New Brookings Institution Report Backs Public Funding
In a new report released today at the Brookings Institution, four leading scholars in the area of campaign finance endorse the You Street mission by arguing that the time for voluntary public funding of all state, federal, and presidential campaigns has come.
The authors - Thomas Mann, Senior Fellow in Governance Studies at Brookings, Michael Malbin, Executive Director, Campaign Finance Institute, Anthony Corrado, Nonresident Senior Fellow in Governance Studies at Brookings, and Norman Ornstein, Resident Scholar at the American Enterprise Institute – praise the groundbreaking capacity of technology to facilitate political participation, but stress that new tools cannot mobilize small donors and volunteers by themselves.
And just as technology won’t fundamentally reverse big money’s grip on Washington, neither will more incremental restrictions on campaign spending or increasingly tighter contribution limits.
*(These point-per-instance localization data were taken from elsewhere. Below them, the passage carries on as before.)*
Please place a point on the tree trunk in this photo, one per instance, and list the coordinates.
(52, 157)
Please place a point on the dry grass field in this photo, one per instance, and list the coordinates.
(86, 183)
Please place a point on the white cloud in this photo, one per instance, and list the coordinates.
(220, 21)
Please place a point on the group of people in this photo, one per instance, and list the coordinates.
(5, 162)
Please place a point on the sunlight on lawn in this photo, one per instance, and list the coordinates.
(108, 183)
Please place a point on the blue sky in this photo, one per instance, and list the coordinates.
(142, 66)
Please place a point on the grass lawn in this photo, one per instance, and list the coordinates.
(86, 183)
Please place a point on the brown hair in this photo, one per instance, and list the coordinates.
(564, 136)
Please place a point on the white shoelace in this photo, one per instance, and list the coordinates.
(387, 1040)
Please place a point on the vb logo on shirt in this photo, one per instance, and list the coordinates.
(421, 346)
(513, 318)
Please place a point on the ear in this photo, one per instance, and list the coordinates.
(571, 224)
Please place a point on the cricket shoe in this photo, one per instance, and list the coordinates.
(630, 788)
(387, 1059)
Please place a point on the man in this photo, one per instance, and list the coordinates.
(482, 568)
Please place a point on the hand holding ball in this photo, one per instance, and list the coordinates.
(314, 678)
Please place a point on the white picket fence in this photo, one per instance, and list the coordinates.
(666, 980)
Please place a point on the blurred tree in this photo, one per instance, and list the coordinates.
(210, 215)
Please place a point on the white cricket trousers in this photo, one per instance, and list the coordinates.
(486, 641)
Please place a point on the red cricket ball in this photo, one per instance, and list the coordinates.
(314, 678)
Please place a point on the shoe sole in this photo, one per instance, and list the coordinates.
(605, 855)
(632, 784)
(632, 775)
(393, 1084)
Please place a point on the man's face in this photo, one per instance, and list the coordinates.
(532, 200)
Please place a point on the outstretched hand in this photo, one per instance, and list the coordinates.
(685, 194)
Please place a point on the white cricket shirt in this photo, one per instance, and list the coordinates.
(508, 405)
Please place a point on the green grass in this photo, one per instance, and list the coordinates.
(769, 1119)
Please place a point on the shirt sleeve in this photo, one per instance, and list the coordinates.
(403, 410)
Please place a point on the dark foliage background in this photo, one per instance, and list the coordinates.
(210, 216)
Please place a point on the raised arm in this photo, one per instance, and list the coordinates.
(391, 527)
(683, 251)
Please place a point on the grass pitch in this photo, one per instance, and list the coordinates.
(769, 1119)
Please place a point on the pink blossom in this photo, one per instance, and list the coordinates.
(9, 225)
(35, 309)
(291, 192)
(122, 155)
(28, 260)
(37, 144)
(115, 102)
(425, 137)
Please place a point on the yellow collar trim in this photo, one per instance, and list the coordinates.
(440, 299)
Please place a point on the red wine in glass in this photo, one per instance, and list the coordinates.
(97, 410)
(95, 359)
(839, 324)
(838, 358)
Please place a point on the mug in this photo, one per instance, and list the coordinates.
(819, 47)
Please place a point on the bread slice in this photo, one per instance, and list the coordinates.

Instead, these scholars call for new approach, emphasizing greater access to information, simplified accounting and disclosure, and most importantly, public funding of elections including multiple matching funds for small donations, qualifying thresholds and funding maximums.
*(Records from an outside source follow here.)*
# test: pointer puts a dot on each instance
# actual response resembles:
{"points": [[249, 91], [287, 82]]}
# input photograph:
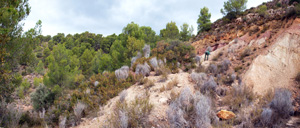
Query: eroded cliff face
{"points": [[280, 64]]}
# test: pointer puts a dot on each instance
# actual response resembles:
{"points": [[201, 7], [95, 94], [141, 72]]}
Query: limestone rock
{"points": [[225, 115]]}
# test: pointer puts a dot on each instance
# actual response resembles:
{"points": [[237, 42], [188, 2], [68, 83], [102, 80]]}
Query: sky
{"points": [[107, 17]]}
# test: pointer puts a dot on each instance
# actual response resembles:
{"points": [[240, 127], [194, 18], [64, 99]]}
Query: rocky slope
{"points": [[279, 65], [264, 53]]}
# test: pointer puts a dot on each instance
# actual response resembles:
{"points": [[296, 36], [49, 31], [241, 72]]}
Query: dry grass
{"points": [[239, 95], [297, 78], [131, 114], [171, 84], [149, 84]]}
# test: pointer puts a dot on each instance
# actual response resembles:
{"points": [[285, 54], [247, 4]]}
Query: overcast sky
{"points": [[111, 16]]}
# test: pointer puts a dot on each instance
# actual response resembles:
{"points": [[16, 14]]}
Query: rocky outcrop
{"points": [[281, 63]]}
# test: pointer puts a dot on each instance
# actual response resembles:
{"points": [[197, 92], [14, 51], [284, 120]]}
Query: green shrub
{"points": [[297, 78], [133, 114], [37, 81], [172, 84], [42, 98], [40, 68], [297, 10]]}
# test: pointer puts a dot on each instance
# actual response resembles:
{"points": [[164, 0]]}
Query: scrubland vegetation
{"points": [[75, 74]]}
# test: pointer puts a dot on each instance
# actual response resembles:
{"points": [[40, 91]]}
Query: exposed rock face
{"points": [[225, 115], [279, 66]]}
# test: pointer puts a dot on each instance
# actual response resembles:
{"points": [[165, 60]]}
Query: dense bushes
{"points": [[132, 114], [122, 73], [174, 51], [190, 110], [42, 98], [239, 95], [10, 114], [279, 109]]}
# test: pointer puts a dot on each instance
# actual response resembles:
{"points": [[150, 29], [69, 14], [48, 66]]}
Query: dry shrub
{"points": [[171, 84], [146, 51], [62, 121], [149, 84], [161, 70], [225, 65], [154, 63], [190, 110], [198, 77], [162, 89], [199, 69], [297, 78], [78, 110], [10, 114], [164, 72], [132, 114], [278, 110], [209, 86], [123, 95], [142, 80], [198, 59], [239, 95], [212, 68]]}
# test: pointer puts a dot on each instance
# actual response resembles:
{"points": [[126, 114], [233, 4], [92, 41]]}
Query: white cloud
{"points": [[108, 17]]}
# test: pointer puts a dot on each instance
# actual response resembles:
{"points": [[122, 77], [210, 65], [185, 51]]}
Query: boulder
{"points": [[225, 115]]}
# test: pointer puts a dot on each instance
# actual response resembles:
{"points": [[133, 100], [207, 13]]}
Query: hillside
{"points": [[264, 54], [139, 79]]}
The report focuses on the difficulty of trying to limit the influence of wealthy interests “from the top,” and calls on lawmakers to re-focus campaign reform on incentivizing the involvement of everyday, average citizens (what a revolutionary idea!):
“…if enough people come into the system at the low end there may be less reason to worry about the top. … [H]eightened participation would be healthy for its own sake. A more engaged citizenry would mean a greater share of the public following political events and participating in public life. And the evidence seems to suggest that giving and doing are reciprocal activities: volunteering stimulates giving, while giving small amounts seems to heighten non-financial forms of participation by people who feel more invested in the process. For these reasons, we aim to promote equality and civic engagement by enlarging the participatory pie instead of shrinking it.”
The research and findings in this new report are to be commended and celebrated. With the support of today’s leading election scholars and your continued efforts, we’re coming ever closer to real, meaningful reform.